In this implementation we always return an effect type, regardless of whether the underlying reducer uses effects at all—if it doesn’t, it will unconditionally be a lager::noop. It is possible however to avoid that, by using the lager::has_effect metafunction to only return an effect if needed.

Enhancer interface

Given a concrete doc module composed of a doc_model, doc_action and update_doc() reducer, we can produce a store that uses it, enhanced with the history functionality:

auto store = lager::make_store<history_action<doc_action>>(
    history_model<doc_model>{},
    [] (auto m, auto a) { return update_history(update_doc, m, a); });

It would be nice, however, if we could write instead:

auto store = lager::make_store<doc_action>(
    doc_model,
    lager::with_reducer(update_doc),
    with_history);

We can indeed write such a with_history construction, by using the enhancer interface. After passing the model, reducer and view to the make_store() function, we can pass as many enhancers as we want. These allow it to extend the store with generic middleware, like our undo history.

An enhancer is just a function that takes a store factory as an argument and returns a new factory with the same signature. It must use the provided factory to produce the store, but it can manipulate its arguments. We can implement the with_history enhancer as follows:

auto with_history = [] (auto next)
{
    return [=] (auto action,
                auto model,
                auto reducer,
                auto loop,
                auto deps)
    {
        using action_t = typename decltype(action)::type;
        using model_t  = decltype(model);
        using deps_t   = decltype(deps);
        return next(
            lager::type_<history_action<action_t>>,
            history_model<model_t>{model},
            [reducer](auto m, auto a) { return update_history(reducer, m, a); },
            loop,
            deps);
    };
};

Warning

To avoid syntactic noise, we did not use perfect forwarding in this example.
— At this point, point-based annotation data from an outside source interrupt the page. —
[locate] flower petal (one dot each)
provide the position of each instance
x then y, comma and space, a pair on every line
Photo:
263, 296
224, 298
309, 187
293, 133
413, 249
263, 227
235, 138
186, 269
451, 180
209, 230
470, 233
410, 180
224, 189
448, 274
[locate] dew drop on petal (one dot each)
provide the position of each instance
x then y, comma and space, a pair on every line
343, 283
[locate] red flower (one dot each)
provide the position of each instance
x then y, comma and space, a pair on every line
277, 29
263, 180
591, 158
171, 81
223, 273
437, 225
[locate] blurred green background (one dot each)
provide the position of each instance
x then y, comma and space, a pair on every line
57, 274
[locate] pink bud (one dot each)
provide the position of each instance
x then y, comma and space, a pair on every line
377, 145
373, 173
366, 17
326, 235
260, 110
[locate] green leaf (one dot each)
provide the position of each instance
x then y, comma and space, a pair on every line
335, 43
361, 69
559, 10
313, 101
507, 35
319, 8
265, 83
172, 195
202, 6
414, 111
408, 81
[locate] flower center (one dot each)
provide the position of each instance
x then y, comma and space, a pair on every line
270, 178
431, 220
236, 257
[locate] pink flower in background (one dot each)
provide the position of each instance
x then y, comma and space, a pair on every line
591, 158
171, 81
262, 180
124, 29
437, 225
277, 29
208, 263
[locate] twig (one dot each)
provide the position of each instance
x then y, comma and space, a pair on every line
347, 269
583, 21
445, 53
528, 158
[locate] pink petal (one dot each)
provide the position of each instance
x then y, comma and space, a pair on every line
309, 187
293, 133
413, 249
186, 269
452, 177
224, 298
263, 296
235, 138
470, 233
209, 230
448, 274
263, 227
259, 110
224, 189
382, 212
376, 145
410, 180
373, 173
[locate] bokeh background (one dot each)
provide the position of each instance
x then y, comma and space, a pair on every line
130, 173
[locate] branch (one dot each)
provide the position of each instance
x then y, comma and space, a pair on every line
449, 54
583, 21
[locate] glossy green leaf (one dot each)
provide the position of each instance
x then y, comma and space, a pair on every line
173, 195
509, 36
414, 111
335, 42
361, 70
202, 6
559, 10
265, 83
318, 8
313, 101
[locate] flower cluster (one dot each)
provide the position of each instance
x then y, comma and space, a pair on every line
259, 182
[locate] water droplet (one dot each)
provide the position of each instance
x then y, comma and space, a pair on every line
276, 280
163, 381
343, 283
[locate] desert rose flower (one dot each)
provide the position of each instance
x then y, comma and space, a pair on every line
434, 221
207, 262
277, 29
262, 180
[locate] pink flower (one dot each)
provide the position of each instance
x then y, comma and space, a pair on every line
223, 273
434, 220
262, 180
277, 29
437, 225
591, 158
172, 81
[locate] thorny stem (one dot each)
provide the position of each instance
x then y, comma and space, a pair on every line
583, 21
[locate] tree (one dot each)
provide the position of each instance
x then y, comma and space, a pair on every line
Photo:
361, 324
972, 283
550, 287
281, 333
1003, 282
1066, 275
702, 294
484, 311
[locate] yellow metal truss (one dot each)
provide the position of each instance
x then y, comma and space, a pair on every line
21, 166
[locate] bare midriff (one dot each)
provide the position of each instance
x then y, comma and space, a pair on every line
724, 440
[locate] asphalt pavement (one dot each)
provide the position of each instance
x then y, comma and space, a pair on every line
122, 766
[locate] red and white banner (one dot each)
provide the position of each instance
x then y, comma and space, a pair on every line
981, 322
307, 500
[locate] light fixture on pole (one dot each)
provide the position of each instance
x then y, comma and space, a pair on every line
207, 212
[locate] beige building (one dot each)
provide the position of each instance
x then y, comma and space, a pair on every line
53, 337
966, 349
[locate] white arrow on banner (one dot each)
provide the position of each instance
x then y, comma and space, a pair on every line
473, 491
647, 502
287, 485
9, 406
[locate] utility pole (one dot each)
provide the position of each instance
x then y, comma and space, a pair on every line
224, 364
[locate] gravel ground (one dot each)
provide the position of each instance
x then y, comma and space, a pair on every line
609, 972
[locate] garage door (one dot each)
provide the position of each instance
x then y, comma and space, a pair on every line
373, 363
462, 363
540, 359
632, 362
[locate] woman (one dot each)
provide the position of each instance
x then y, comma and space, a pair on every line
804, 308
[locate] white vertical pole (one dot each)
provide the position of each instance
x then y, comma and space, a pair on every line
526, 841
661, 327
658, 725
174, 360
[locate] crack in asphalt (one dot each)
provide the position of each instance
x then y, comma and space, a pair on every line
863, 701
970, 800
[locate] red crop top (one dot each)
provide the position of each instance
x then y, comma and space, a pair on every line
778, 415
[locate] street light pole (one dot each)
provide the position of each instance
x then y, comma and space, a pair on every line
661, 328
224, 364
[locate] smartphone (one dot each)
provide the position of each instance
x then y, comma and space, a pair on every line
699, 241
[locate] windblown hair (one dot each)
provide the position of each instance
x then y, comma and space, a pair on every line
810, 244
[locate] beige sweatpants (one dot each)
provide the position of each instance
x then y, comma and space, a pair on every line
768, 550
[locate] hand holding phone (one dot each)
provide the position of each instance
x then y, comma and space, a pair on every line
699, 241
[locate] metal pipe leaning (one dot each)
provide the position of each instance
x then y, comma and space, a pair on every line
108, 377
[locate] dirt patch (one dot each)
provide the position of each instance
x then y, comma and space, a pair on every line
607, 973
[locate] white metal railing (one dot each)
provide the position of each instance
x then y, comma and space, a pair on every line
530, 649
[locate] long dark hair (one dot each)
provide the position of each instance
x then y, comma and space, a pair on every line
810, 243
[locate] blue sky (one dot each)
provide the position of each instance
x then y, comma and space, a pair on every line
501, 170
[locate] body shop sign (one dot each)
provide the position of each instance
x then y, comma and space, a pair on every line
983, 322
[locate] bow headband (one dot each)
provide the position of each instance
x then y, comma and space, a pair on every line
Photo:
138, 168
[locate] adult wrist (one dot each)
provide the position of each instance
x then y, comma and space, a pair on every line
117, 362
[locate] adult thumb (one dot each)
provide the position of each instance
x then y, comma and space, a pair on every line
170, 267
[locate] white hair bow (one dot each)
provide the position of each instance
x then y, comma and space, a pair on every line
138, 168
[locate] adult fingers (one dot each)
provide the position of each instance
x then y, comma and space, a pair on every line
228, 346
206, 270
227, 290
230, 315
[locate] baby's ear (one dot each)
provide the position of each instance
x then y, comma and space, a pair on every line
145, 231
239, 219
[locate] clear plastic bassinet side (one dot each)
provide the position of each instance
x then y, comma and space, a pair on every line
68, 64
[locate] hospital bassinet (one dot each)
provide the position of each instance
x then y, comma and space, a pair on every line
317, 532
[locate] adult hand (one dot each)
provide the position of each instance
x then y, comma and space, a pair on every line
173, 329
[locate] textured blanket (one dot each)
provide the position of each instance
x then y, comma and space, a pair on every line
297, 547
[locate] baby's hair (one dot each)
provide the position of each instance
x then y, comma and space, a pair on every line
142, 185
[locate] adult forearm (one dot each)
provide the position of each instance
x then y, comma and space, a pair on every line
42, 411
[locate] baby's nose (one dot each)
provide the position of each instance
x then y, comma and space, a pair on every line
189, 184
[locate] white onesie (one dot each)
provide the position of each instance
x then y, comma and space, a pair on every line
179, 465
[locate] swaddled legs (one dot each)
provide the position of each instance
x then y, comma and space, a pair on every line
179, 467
See the implementation of the lager::with_debugger() enhancer to see how to use perfect forwarding in this case.

Actors

In this section, we have seen how to combine and decorate models to create more complex applications. However, we are still using one single big central store. That is the normal mode of operation of Lager, which was designed to write interactive software using the unidirectional data-flow architecture. Most of the application is agnostic to the store anyways. Having a single store means we have a single place where mutation happens, which helps us avoid race conditions and eases testing and debugging the application.
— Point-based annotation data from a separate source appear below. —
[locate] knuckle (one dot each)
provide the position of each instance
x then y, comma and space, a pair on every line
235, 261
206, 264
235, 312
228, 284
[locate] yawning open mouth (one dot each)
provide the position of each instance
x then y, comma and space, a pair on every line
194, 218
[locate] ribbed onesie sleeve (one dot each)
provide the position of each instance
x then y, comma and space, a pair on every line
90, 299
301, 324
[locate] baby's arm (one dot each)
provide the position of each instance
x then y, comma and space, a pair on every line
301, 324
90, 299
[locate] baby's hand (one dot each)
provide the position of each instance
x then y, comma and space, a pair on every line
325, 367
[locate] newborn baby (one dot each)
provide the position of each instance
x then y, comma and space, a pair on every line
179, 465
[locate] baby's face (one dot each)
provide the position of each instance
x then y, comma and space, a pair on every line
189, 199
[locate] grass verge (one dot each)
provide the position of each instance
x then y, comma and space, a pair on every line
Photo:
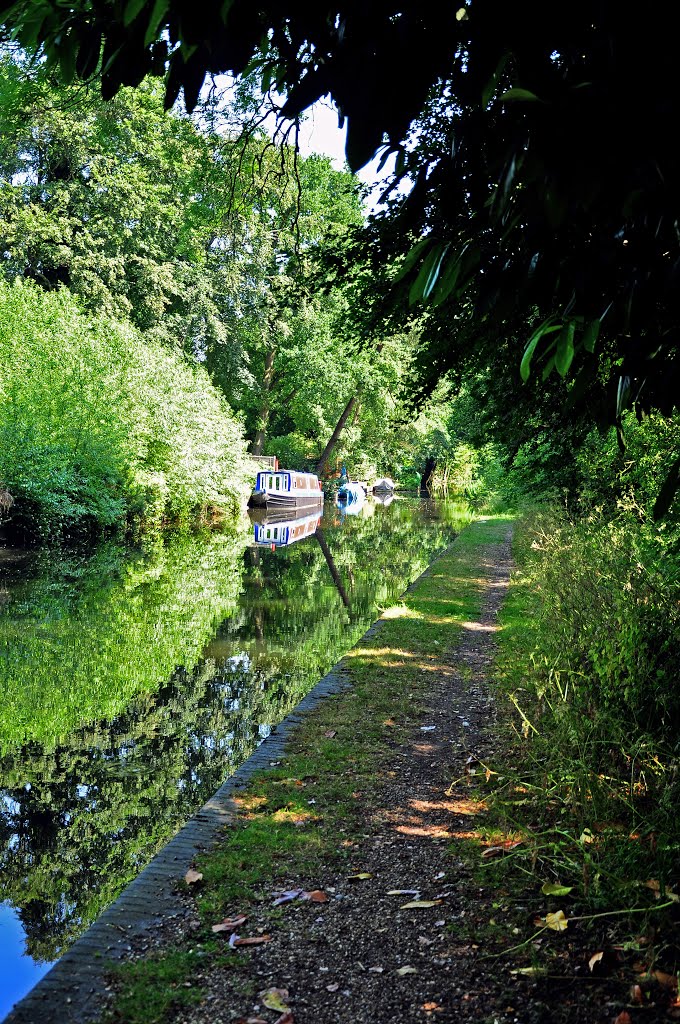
579, 847
337, 760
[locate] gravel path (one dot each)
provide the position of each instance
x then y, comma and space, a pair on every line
364, 955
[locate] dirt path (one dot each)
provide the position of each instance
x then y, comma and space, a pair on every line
364, 955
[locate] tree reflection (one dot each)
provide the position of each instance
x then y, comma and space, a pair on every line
82, 813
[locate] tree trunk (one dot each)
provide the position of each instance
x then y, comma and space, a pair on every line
339, 427
267, 381
426, 479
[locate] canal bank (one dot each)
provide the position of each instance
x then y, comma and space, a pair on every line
134, 682
301, 815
But there are indeed cases where it might be useful to have multiple stores. Since a store is associated to one event loop and a thread, you may want to use multiple stores to increase the parallelism of the app.

The Actors programming model is a paradigm of concurrent computing that is based around independent entities, known as actors, that communicate with eachother via messages, as opposed to using shared memory. A lager::store can be considered an Actor, to which you send messages using the dispatch() method. A store can communicate with other actors using Effects or Views.

Architecting your application around multiple actor stores that talk to eachother is a powerful tool to build distributed systems. You can use the store event loop interface to flexibly configure the level of parallelism for these intercommunicating entities. Furthermore, if you make your actions serializable, you can further scale up your application by having actors run seamlessly on different machines, sending eachother messages over network pipes.